Des weiteren braucht ihr ein Quad LNB und ein Multischalter

die komponenten im link sind beispiele, aber haben ein gutes PL verhältnis.


----------



## p00nage (3. Januar 2012)

Ja ich denke wir wollen nur deutsche Sender, die große der Schüssel ist eig egal, lieber größer und bessere Qualität, genauso bei den Komponenten, lieber paar € mehr gezahlt wie irgendwo gespart und dann geärgert. Wie ist es dann wenn man Sendungen auch aufnehmen will und so ? da braucht man dann 2 Kabel pro Receiver oder? Aber bei 8 Teilnehmern hätte man ja eh Spielraum. Wie würde dann so nen ganzes Set aussehen?


----------



## dj*viper (3. Januar 2012)

wenn du gleichzeitig einen sender aufnehmen und einen anderen sender gucken willst, dann braucht man einen TWIN-Receiver.
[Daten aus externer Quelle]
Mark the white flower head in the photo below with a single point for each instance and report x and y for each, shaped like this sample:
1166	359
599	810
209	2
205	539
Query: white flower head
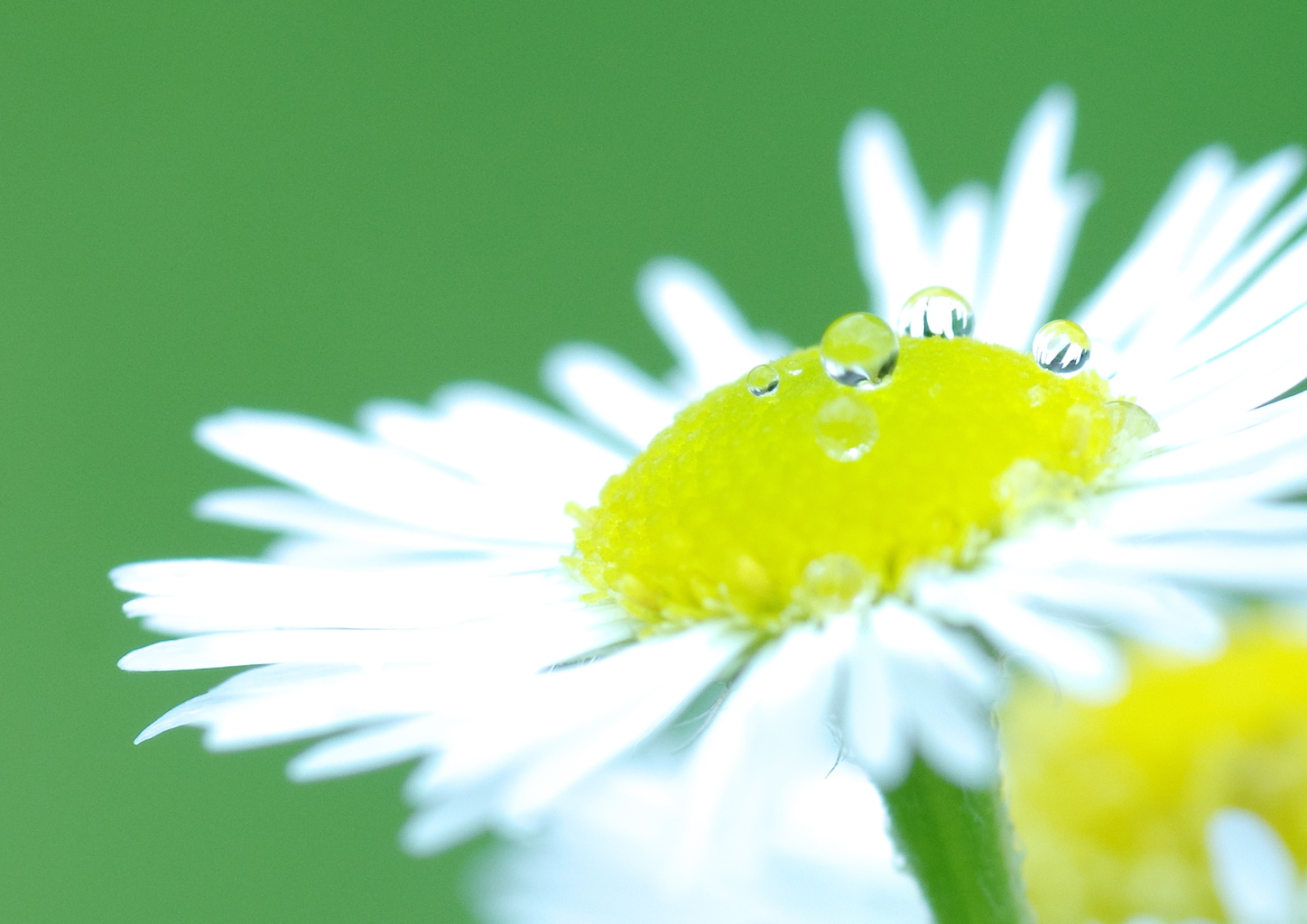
431	600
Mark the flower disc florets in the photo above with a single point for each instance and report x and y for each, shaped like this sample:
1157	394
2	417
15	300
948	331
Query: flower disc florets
775	509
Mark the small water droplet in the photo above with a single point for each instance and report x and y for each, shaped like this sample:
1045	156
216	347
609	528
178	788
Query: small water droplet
846	429
936	312
859	349
762	381
831	583
1061	346
1131	420
1077	430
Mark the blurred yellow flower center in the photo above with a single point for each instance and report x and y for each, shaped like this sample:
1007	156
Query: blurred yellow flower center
775	504
1110	803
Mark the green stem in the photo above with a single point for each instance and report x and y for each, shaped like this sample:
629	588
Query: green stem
959	845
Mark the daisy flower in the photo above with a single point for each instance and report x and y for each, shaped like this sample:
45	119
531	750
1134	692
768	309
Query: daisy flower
855	536
1186	799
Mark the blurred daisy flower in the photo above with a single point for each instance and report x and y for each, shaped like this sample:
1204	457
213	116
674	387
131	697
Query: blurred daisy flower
1129	809
857	535
1126	815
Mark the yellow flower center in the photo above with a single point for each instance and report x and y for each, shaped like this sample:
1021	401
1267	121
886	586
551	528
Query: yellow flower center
1111	801
775	504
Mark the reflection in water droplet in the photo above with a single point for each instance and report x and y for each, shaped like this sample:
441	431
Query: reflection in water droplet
936	312
831	583
762	381
859	349
1131	420
846	429
1061	346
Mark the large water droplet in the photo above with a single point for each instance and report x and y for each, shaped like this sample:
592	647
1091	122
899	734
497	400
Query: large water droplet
762	381
859	349
846	428
1131	420
1061	346
936	312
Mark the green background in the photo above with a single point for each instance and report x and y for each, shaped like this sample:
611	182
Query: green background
303	206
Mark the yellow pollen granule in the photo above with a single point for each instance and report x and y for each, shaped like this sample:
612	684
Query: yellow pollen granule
1111	803
746	501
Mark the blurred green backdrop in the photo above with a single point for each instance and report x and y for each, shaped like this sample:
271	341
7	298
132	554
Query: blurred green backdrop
303	206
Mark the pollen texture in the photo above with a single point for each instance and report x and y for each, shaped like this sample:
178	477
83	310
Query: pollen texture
746	506
1111	801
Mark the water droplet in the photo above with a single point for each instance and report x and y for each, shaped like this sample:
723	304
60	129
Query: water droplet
846	429
831	583
1131	420
762	381
859	349
1061	346
1077	430
936	312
Und man braucht natürlich auch 2 Kabel, die zum Receiver gehen.

was für ein set meinst dujetzt genau?


----------



## p00nage (3. Januar 2012)

Naja ein Set wo alles dabei ist wo man braucht  Und wo auch von guter Qualität ist.


----------



## dj*viper (3. Januar 2012)

also ein set mit

-schüssel, mind 75er
-4 Twin-Receiver
-quad-lnb
-multischalter 5/8
-und coax-kabel, muss nachgemessen werden, wieviel man braucht.
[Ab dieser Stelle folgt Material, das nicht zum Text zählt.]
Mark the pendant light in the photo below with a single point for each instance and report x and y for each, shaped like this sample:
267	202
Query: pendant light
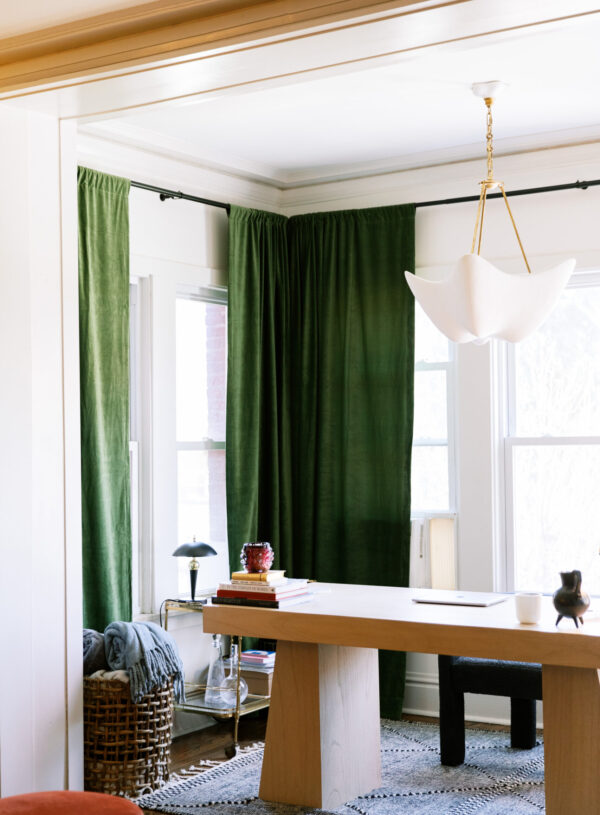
478	301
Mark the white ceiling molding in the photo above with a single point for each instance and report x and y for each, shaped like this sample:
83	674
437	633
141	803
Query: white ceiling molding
124	133
401	112
541	168
150	167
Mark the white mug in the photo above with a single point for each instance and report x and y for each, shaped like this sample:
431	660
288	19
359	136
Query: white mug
528	606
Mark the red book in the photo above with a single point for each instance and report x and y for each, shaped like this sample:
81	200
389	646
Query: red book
253	595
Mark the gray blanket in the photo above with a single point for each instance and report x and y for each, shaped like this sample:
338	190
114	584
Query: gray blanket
94	658
147	653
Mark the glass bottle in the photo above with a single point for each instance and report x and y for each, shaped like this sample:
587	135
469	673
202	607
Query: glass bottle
216	676
229	693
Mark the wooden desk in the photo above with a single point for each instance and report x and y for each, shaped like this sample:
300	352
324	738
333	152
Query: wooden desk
322	742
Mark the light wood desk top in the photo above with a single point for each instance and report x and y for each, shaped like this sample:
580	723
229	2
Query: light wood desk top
325	688
387	618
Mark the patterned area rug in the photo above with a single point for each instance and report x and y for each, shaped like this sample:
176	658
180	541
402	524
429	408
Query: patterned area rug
494	780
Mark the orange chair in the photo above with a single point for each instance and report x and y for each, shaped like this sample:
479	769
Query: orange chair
67	802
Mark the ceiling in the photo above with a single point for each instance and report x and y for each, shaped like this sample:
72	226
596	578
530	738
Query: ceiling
413	109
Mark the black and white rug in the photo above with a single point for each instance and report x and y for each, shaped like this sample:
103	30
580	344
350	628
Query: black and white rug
494	780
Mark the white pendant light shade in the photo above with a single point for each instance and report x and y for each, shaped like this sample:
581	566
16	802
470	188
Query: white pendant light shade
478	301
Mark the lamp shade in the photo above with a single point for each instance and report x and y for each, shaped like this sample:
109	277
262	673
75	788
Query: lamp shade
478	301
194	549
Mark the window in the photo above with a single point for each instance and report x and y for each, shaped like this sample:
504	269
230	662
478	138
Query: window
432	459
201	389
433	556
552	448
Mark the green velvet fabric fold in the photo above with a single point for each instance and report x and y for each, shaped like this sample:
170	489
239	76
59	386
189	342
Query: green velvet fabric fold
103	202
320	397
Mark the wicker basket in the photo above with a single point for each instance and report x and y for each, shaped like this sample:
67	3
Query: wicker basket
126	745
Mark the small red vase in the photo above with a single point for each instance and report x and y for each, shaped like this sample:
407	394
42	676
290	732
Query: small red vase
257	557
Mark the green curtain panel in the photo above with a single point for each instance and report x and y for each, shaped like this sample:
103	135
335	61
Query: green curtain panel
326	338
103	202
258	389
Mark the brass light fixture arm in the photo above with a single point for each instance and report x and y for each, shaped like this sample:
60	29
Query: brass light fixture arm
489	184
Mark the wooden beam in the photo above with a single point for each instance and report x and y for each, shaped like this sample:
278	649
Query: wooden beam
165	29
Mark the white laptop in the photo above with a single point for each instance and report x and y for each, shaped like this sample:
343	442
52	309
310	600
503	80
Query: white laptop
460	598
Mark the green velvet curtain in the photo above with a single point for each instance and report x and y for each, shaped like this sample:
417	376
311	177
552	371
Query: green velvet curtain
258	390
103	202
320	404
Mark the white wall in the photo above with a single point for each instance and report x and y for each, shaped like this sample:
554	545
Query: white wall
553	226
40	539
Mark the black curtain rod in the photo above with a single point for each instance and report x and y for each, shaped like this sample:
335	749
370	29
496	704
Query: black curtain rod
575	185
165	194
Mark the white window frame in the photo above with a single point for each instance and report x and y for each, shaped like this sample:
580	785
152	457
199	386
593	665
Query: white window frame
159	283
583	279
449	366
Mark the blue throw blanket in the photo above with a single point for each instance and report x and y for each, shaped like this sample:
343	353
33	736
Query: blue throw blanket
147	653
94	658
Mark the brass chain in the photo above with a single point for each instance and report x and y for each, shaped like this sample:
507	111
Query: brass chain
489	184
488	139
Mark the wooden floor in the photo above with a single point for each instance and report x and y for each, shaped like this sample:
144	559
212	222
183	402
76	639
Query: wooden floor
211	743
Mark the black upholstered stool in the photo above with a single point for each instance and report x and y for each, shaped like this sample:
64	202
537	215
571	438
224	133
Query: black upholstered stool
522	681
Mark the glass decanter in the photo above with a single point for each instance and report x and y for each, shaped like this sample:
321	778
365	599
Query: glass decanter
215	681
229	693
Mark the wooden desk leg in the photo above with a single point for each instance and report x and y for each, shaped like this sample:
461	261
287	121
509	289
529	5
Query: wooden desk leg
571	739
322	742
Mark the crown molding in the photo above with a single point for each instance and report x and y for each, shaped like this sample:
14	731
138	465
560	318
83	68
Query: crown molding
169	171
125	134
166	29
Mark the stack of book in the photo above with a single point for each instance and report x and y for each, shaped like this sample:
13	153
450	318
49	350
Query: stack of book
265	590
257	670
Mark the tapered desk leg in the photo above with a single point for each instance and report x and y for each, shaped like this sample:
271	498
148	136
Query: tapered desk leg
571	739
322	742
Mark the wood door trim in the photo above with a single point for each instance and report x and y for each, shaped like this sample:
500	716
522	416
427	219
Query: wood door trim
166	29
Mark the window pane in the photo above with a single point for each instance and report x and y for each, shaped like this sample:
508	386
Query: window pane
557	370
201	364
555	500
431	419
202	513
429	480
430	344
so ein set gibt es nicht einfach so zu kaufen. da lass dir angebote von firmen aus deiner umgebung machen.

gute marken/ gute qualität bei:

multischalter: kathrein, spaun und trechnisat
lnb: kathrein, inverto und fuba
receiver: je nachdem, was du alles damit machen willst... ich empfehle technisat


----------



## p00nage (3. Januar 2012)

Ja mir schon klar das es kein fertigset gibt, dachte halt man kann sagen nehme die Schüssel, von dem Teil nimmst des usw  Twin-Reciever brauchen wir dann auch nur 1-2, und an anderen normale.


----------



## dj*viper (3. Januar 2012)

kommt halt drauf an, wie hoch das budget ist. dann könnte ich dir passende teile raussuchen


----------



## p00nage (3. Januar 2012)

naja wie gesagt budget ist eig nebensächlich also muss kein so super sparangebot sein, lieber paar € mehr gezahlt und dafür Qualität bekommen und keinen ärger damit. Wer billig kauft, kauft zweimal


----------



## dj*viper (3. Januar 2012)

ja ok, dann sag noch, was der receiver alles für funktionen haben soll.
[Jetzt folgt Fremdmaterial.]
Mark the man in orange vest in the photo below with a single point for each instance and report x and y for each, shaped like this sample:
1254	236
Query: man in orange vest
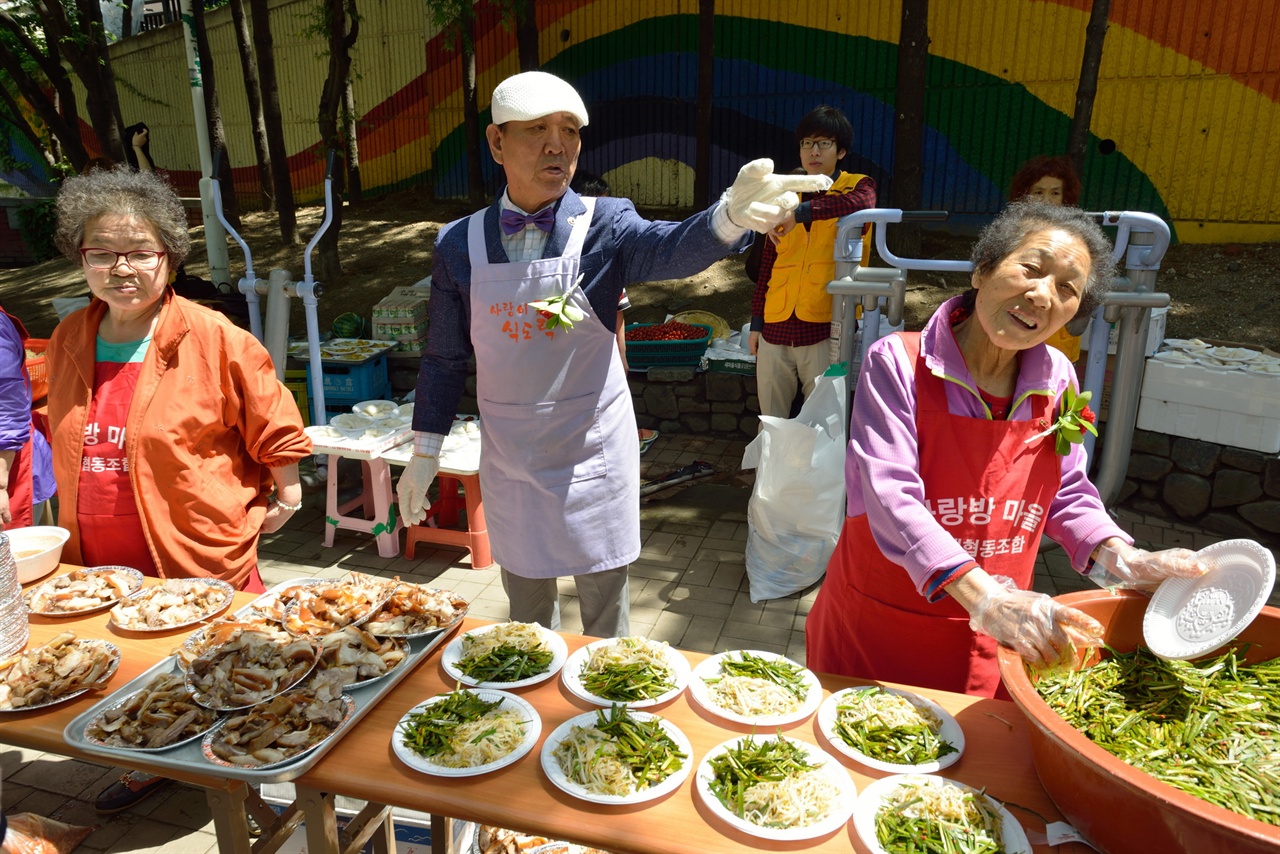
791	309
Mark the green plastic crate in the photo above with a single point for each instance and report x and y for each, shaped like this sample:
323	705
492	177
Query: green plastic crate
652	354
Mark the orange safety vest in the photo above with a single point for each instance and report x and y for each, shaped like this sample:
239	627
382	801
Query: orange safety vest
804	265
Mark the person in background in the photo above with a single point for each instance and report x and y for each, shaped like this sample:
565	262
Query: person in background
174	444
1054	182
586	183
137	138
26	467
790	307
530	287
954	470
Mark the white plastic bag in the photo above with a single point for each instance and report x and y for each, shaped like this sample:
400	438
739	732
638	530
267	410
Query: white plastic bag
798	505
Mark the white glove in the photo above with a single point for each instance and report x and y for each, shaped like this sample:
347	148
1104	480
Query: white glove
1034	626
1119	565
760	200
412	487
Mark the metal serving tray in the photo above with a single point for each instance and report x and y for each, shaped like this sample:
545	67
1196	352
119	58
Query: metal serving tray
190	758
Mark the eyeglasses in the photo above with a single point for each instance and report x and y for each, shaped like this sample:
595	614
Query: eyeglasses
108	259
eingänge/ausgänge? hdmi/scart/toslink/yuv
usb/netzwerk/spdif/smart-card reader?
HD+?
PVR?
mit HDD?
CI+ schacht?


----------



## p00nage (3. Januar 2012)

naja 1 Receiver für Wohnzimmer sollte eig zumindest einer mit twin sein damit man auch was anderes noch aufnehmen kann und auch die Möglichkeit haben den Sound über ne Anlage laufen zu lassen. Ich weis nicht was sonst noch sinnvoll ist, wie gesagt mit Receiver hab ich mich bis jetzt nicht auseinander gesetzt und weis auch nicht was man damit für Möglichkeiten hat.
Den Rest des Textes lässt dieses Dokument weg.